Le remplacement des enseignants absents
 
Le SNUipp-FSU, premier syndicat des enseignants du primaire annonce 33% des enseignants des écoles maternelles et élémentaires, à partir de premières estimations établies sur 54 départements. Le syndicat prévoit des grèves fortes dans les Alpes-Maritimes (62 %), en Lozère et Pyrénées-Atlantiques (60 % dans ces deux départements), dans la Creuse, la Meurthe-et-Moselle, le Tarn, la Loire-Atlantique, la Nièvre ou les Yvelines (50 % dans chacun de ces départements).
 
Sur Europe 1, le ministre de l'Education nationale, a annoncé qu'il allait proposer trois pistes aux syndicats pour améliorer le système de remplacement des enseignants absents : une plus grande "réactivité", une plus grande "souplesse" et la diversification du "vivier" des remplaçants. "Aujourd'hui, on remplace trop lentement les professeurs absents", il y a "un délai de carence de 14 jours pendant lesquels le lycée doit se débrouiller avec un professeur absent" et "c'est seulement au bout de 14 jours que le rectorat intervient, il faut que dès le premier jour les autorités académiques soient mobilisés", a-t-il expliqué.
 
Deuxième point, "si vous avez un manque de professeurs de mathématiques à Paris et que vous avez des professeurs de mathématiques disponibles à Créteil, et bien les professeurs de Créteil ne peuvent pas aller à Paris.
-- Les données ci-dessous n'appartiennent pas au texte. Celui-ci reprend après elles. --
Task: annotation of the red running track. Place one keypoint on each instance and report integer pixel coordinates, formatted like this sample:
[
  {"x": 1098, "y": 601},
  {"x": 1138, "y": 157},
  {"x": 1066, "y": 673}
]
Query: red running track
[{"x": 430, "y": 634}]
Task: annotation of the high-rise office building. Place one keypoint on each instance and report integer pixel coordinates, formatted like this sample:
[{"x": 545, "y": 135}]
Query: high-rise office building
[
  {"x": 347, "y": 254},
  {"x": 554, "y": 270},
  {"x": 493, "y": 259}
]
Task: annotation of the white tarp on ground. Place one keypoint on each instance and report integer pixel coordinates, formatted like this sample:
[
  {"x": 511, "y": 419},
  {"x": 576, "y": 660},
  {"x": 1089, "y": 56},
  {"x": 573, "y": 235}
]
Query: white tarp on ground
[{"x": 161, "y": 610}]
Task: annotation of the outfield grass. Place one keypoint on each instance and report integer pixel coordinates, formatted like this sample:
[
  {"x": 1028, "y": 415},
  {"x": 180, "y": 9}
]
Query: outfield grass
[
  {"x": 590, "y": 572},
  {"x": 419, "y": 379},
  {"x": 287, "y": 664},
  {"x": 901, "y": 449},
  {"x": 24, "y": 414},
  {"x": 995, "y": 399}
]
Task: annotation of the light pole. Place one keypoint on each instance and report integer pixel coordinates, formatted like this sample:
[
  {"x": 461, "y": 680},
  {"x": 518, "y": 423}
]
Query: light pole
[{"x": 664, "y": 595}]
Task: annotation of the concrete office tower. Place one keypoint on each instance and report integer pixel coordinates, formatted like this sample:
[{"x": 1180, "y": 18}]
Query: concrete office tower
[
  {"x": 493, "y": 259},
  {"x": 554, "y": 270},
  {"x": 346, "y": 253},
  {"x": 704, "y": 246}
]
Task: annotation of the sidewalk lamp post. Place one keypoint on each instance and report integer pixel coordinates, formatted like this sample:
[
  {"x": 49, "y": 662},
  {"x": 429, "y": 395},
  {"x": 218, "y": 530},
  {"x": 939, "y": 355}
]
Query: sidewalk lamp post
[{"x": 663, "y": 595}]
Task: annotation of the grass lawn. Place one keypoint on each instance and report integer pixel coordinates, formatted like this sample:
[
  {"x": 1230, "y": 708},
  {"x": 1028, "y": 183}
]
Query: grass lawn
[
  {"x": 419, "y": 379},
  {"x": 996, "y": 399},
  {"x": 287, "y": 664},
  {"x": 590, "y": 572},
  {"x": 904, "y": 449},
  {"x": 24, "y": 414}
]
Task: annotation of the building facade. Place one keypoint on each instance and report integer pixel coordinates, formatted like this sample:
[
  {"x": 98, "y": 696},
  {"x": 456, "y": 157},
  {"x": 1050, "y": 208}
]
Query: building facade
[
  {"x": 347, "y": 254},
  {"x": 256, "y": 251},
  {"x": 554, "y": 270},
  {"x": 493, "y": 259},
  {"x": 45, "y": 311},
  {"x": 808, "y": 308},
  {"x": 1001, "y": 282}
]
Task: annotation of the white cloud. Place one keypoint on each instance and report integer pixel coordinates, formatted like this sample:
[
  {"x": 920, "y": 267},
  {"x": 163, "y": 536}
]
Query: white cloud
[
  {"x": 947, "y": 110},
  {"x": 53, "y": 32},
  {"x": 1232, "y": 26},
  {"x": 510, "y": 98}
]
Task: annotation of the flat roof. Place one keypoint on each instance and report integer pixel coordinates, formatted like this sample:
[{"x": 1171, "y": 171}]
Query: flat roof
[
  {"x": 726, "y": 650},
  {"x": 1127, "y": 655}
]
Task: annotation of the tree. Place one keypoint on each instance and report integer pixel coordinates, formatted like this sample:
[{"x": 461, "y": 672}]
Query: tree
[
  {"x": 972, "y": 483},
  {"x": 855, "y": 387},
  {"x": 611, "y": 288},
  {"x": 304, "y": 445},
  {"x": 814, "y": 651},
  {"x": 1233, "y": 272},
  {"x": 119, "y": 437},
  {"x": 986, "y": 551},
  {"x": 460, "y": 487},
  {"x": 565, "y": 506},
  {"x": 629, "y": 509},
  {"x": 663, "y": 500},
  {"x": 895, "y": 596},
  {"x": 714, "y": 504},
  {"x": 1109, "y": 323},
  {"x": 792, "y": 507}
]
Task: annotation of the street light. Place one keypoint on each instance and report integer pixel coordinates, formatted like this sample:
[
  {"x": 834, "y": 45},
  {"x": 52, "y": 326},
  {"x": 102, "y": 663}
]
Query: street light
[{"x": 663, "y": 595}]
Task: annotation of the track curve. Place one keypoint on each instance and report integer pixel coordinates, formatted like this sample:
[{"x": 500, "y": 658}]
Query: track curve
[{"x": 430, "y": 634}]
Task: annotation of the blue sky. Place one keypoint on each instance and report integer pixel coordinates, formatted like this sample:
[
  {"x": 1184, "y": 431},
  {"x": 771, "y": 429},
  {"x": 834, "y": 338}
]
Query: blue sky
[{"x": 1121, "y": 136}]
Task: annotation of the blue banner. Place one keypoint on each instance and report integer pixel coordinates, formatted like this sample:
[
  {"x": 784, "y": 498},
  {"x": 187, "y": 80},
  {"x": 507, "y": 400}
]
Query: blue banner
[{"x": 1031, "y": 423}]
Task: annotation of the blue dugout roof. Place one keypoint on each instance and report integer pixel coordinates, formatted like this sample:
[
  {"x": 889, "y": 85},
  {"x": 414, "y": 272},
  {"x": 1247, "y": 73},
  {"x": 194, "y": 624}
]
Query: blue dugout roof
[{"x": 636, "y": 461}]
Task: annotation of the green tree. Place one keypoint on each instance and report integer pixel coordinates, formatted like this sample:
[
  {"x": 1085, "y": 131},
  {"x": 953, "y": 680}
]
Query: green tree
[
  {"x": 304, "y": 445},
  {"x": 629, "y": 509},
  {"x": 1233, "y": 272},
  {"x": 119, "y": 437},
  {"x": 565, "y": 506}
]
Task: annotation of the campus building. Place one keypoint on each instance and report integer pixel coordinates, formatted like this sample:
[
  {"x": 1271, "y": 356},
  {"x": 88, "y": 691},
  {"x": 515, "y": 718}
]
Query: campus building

Donc on va assouplir ce dispositif" entre académies, a-t-il ajouté. "Troisième exemple : nous devons diversifier et enrichir notre vivier de remplacement, par exemple avec des partenariats avec Pôle emploi, en mobilisant ici ou là de jeunes retraités de l'Education nationale ou en travaillant avec des étudiants qui ne sont pas encore admis aux concours", a-t-il poursuivi. Interrogé pour savoir si les difficultés de remplacement n'étaient pas une conséquence des suppressions de postes de professeurs, le ministre a répondu "non, ce n'est pas un problème nouveau, il est nettement antérieur à la question de la réduction des postes dans l'Education nationale".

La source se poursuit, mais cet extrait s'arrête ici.